Open KoalaGeo opened 1 year ago

KoalaGeo commented 1 year ago

Hi,

We're testing accessing some sensor data via pg_featureserv and users have requested a numberMatched property - Is this something on your roadmap?

Example use: All results between two dates - https://ogcapi.bgs.ac.uk/demo/collections/published.ql_sen_water_level_data_sta/items.json?filter=resulttime%20BETWEEN%202022-09-17%20AND%202022-10-17

NumberReturned = 10

If we increase limit to 1000 (https://ogcapi.bgs.ac.uk/demo/collections/published.ql_sen_water_level_data_sta/items.json?limit=1000&filter=resulttime%20BETWEEN%202022-09-17%20AND%202022-10-17) theres at least that many results

As you can see via our pygeoapi server there's 5622767 items https://ogcapi.bgs.ac.uk/collections/sensor-water-level-sta/items?limit=1&f=json. However pg_featureserv is showing itself much more performant:

pg_featureserv: https://ogcapi.bgs.ac.uk/demo/collections/published.ql_sen_water_level_data_sta/items.json?limit=1000 = 308 ms pygeoapi: https://ogcapi.bgs.ac.uk/collections/sensor-water-level-sta/items?limit=1000&f=json = 2.81 s

dr-jts commented 1 year ago

This is a tricky requirement to meet efficiently. As you will understand, providing a count of the total number of records returned by a given query requires running that query and retrieving all results from the database. This is obviously very inefficient.

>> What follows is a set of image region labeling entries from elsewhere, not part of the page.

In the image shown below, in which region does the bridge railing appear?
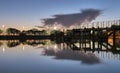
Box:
[79,20,120,29]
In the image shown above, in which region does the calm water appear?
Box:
[0,41,120,73]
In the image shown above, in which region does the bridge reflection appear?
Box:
[0,39,120,61]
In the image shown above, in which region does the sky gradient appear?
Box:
[0,0,120,27]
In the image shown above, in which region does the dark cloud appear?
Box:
[43,9,101,27]
[43,49,100,64]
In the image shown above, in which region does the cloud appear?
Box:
[43,9,101,27]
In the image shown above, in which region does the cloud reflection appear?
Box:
[43,49,100,64]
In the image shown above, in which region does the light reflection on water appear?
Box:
[0,40,120,73]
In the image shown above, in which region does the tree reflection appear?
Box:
[43,49,100,64]
[6,40,20,48]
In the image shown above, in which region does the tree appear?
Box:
[6,28,21,35]
[0,29,3,34]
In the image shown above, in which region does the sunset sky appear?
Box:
[0,0,120,27]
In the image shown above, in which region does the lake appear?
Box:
[0,40,120,73]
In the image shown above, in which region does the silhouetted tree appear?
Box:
[0,29,3,34]
[6,28,21,35]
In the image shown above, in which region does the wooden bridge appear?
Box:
[66,20,120,51]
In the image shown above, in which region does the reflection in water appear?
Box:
[0,40,120,73]
[43,49,100,64]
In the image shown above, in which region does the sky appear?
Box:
[0,0,120,28]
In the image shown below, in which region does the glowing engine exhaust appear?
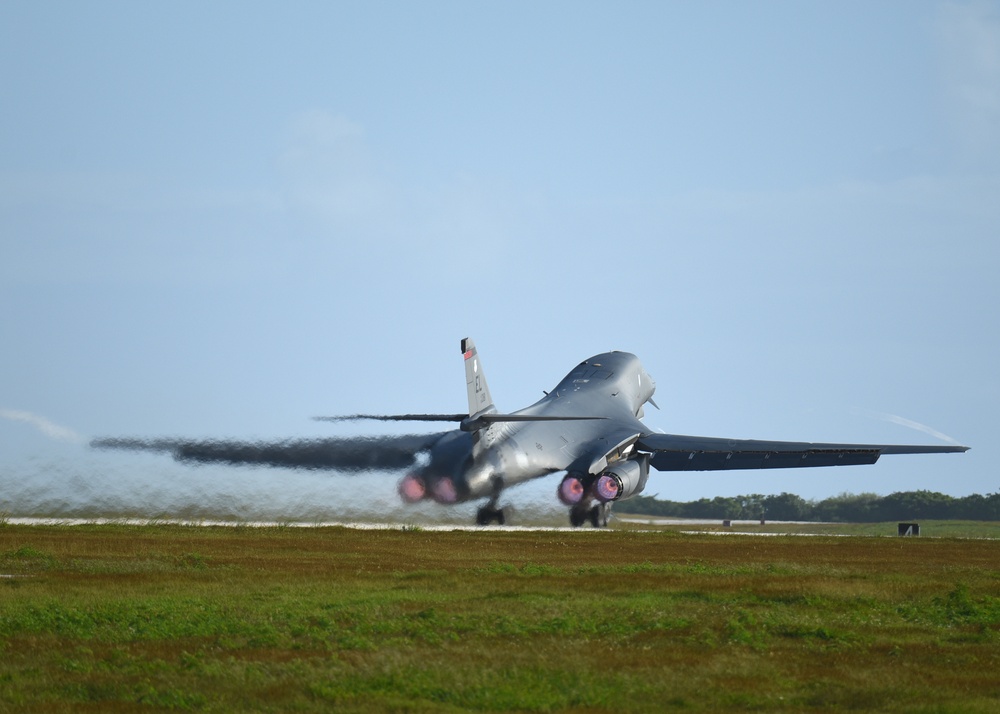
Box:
[399,474,427,503]
[556,474,587,506]
[594,456,649,503]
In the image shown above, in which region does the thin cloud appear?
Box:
[864,412,961,446]
[0,409,84,444]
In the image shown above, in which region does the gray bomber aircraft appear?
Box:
[92,338,968,527]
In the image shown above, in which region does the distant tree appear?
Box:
[952,493,1000,521]
[761,493,812,521]
[875,491,955,521]
[619,491,1000,523]
[813,493,878,523]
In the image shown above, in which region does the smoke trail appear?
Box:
[861,410,960,446]
[90,433,442,471]
[0,409,84,444]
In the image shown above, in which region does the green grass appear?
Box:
[0,524,1000,712]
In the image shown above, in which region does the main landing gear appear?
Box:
[569,502,611,528]
[476,503,514,526]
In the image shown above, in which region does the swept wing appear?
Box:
[636,434,969,471]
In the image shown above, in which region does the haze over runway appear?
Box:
[0,2,1000,519]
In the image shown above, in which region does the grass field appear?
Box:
[0,524,1000,712]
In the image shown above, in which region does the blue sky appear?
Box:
[0,1,1000,516]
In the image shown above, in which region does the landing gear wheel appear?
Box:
[587,503,611,528]
[569,504,597,528]
[569,503,611,528]
[476,505,514,526]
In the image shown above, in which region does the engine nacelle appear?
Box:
[594,454,649,503]
[556,474,593,506]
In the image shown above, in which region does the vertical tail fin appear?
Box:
[462,337,496,417]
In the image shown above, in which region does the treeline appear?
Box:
[616,491,1000,523]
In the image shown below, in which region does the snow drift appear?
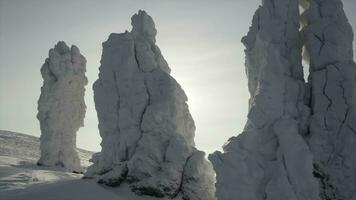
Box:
[209,0,356,200]
[85,11,215,200]
[37,42,88,172]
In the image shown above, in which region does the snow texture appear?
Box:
[209,0,356,200]
[37,41,88,172]
[209,0,320,200]
[303,0,356,200]
[85,10,215,200]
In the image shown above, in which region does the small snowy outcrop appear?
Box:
[303,0,356,200]
[37,41,88,172]
[209,0,356,200]
[85,11,215,200]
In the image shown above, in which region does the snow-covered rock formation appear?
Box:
[85,11,215,200]
[209,0,356,200]
[209,0,319,200]
[303,0,356,200]
[37,41,88,172]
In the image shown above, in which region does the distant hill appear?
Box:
[0,130,94,168]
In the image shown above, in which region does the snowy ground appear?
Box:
[0,130,177,200]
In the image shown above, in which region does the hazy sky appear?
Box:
[0,0,356,153]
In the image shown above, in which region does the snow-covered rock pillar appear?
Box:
[304,0,356,199]
[85,11,215,200]
[37,42,88,172]
[209,0,319,200]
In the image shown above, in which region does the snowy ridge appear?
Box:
[0,130,94,168]
[209,0,356,200]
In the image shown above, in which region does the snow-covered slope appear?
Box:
[0,130,94,168]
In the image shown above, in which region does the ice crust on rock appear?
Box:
[303,0,356,199]
[85,10,215,200]
[209,0,319,200]
[37,41,88,172]
[209,0,356,200]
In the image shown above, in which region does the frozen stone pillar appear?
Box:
[37,42,88,172]
[209,0,319,200]
[85,11,215,200]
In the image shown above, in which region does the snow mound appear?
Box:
[0,130,93,192]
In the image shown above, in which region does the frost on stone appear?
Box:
[37,42,88,172]
[209,0,320,200]
[209,0,356,200]
[85,11,215,200]
[303,0,356,199]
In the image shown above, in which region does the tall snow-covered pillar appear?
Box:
[85,11,215,200]
[209,0,319,200]
[303,0,356,199]
[37,42,88,172]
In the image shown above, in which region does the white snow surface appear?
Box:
[0,130,193,200]
[37,41,88,172]
[0,130,93,191]
[303,0,356,200]
[85,10,215,200]
[209,0,356,200]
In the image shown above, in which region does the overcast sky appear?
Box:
[0,0,356,153]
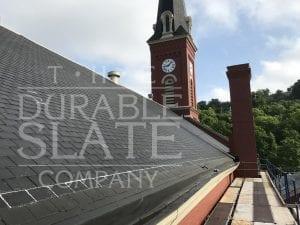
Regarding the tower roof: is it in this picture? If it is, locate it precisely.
[149,0,191,41]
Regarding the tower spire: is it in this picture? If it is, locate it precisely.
[149,0,192,41]
[148,0,199,121]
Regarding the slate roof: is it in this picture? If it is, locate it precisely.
[0,27,235,225]
[149,0,189,41]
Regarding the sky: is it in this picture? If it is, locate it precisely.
[0,0,300,101]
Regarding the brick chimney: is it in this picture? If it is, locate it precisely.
[227,64,258,177]
[107,71,121,84]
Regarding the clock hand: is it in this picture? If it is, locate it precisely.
[166,62,172,67]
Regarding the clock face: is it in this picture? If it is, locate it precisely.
[161,59,176,73]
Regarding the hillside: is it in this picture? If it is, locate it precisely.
[198,80,300,171]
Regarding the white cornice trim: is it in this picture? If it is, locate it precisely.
[157,165,239,225]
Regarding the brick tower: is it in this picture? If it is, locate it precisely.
[148,0,198,120]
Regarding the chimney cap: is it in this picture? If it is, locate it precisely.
[227,63,250,71]
[107,71,121,78]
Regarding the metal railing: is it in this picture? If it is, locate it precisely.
[260,159,300,225]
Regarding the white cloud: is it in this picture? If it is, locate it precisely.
[253,37,300,92]
[0,0,158,95]
[205,87,230,102]
[189,0,300,35]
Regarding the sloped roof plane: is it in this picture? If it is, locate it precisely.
[0,27,235,225]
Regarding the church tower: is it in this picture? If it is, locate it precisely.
[148,0,198,120]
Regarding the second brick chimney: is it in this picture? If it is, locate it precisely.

We have thought that an additional parameter could be supplied to optionally force computing the total number of result records. Or it could be provided as a configuration option (although that is pretty crude).

This is a common problem when querying databases. Often the answer is "don't do it - find some other way to answer the question". Is that an option in your use case?

KoalaGeo commented 1 year ago

yeah, chatting round the office here, seems the consenus is that numberMatched is better as a seperate query from the one to pull the data.

As you suggest, maybe a ?countonly=true query parameter would be the way?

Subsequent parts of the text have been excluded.